Remembrance is such a big moment for us in Abbotsford. The service is on the 9th and we've always done something reflective where people can engage, do something with the remembrance that signifies what words are hopeless at doing about engaging, pain, thought. It's a service where everyone is given the space to reflect on conflict and it's cost in their own way, no one strating into anyone elses memories or anger or sadness.
I wondered if anyone would like to share a remembrance story, a time when remembrance spoke deeply to them, or if anyone has an idea of how to engage this time as a community that allows everyone to respond in their own way.

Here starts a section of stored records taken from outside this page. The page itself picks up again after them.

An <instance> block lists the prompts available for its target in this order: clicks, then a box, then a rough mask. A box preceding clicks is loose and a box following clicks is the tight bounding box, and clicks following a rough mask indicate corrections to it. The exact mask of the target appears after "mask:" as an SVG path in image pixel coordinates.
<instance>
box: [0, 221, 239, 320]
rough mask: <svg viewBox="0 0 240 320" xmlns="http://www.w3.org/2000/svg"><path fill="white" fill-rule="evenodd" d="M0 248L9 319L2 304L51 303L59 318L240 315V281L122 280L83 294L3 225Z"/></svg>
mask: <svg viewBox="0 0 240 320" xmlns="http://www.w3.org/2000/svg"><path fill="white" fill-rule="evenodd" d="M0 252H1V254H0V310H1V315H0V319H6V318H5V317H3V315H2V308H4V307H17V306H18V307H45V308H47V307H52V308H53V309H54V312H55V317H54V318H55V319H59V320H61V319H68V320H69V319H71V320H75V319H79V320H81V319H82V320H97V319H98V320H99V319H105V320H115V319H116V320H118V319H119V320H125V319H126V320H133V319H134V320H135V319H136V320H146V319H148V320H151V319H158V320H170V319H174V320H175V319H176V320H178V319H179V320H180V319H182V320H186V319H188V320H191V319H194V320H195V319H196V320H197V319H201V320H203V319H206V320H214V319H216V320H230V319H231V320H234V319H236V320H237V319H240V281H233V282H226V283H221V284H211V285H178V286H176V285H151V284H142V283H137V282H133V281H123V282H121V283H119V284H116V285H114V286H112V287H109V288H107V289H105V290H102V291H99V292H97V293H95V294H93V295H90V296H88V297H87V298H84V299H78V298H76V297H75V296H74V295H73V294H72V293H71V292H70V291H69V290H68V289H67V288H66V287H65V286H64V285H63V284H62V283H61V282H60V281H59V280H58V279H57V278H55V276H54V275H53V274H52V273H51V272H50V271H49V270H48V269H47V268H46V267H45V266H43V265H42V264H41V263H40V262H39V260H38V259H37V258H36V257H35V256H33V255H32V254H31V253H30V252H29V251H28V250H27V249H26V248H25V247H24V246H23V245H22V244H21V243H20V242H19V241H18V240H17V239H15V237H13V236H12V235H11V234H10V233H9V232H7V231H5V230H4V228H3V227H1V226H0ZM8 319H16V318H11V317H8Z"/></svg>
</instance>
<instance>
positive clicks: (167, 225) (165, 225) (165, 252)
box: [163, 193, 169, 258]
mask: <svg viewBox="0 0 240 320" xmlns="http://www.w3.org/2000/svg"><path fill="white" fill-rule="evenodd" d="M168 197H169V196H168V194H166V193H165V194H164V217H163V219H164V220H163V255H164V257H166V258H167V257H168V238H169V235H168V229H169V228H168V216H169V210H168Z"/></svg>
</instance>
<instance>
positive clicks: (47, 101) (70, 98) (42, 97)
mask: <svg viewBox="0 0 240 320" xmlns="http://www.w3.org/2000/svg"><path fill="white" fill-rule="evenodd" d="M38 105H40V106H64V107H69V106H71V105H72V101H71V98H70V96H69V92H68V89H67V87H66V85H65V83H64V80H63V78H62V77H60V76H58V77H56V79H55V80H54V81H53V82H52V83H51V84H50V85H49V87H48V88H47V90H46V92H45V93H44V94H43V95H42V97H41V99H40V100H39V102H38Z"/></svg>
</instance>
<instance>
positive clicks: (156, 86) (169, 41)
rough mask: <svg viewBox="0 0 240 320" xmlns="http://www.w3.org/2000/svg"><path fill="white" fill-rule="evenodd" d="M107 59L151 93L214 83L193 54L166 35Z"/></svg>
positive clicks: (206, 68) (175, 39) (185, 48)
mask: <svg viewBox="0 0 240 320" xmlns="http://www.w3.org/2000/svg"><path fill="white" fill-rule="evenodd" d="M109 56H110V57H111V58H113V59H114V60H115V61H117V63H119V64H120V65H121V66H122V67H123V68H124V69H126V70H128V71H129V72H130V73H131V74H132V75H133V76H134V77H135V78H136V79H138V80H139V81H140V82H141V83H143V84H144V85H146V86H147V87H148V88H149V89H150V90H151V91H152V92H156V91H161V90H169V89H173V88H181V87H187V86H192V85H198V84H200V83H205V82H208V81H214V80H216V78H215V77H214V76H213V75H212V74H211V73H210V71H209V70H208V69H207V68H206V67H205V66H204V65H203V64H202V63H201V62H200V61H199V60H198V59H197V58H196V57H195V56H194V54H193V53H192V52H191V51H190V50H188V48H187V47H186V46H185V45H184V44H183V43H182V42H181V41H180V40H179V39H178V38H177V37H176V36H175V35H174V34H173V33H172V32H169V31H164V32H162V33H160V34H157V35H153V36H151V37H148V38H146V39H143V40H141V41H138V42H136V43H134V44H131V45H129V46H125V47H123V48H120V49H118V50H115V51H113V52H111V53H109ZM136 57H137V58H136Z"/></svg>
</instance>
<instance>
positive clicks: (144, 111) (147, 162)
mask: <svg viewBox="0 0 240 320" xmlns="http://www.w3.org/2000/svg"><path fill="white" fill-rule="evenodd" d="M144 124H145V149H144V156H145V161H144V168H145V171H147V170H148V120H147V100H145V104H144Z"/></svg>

We've removed poppies and we've added poppies to crosses, fields,banners and a whole lot of things. we've sung originally written songs for that one Sunday, we've told stories and we've listened to them. We've sung laments for the cost of conflict and tried to explore God's promise in it all.
We've never glorified it and we've done our best never to make it a nationalist thing but a personal and community event. We've tried to move it away from just the world wars to all conflict and there is a lot of it about and we really haven't learned and my big question this year is about what we'e learned. We seem to have learned a whole lot about fighting a more efficient war (which is actually untre as more people die in war now than ever before and far fewer soldiers than ever before) and less and less about makin peace.
Now I've written all that, it seems an impossible service to create. Where do we start this year? Any thoughts on remembrance, stories, or times where remembrance services in the past made a difference to faith, the world, your own engagement with peace and remembering.
Does remembering always lead us to work for peace?
Can you remember without longing for peace?
Can you count the cost without turning towards working for peace?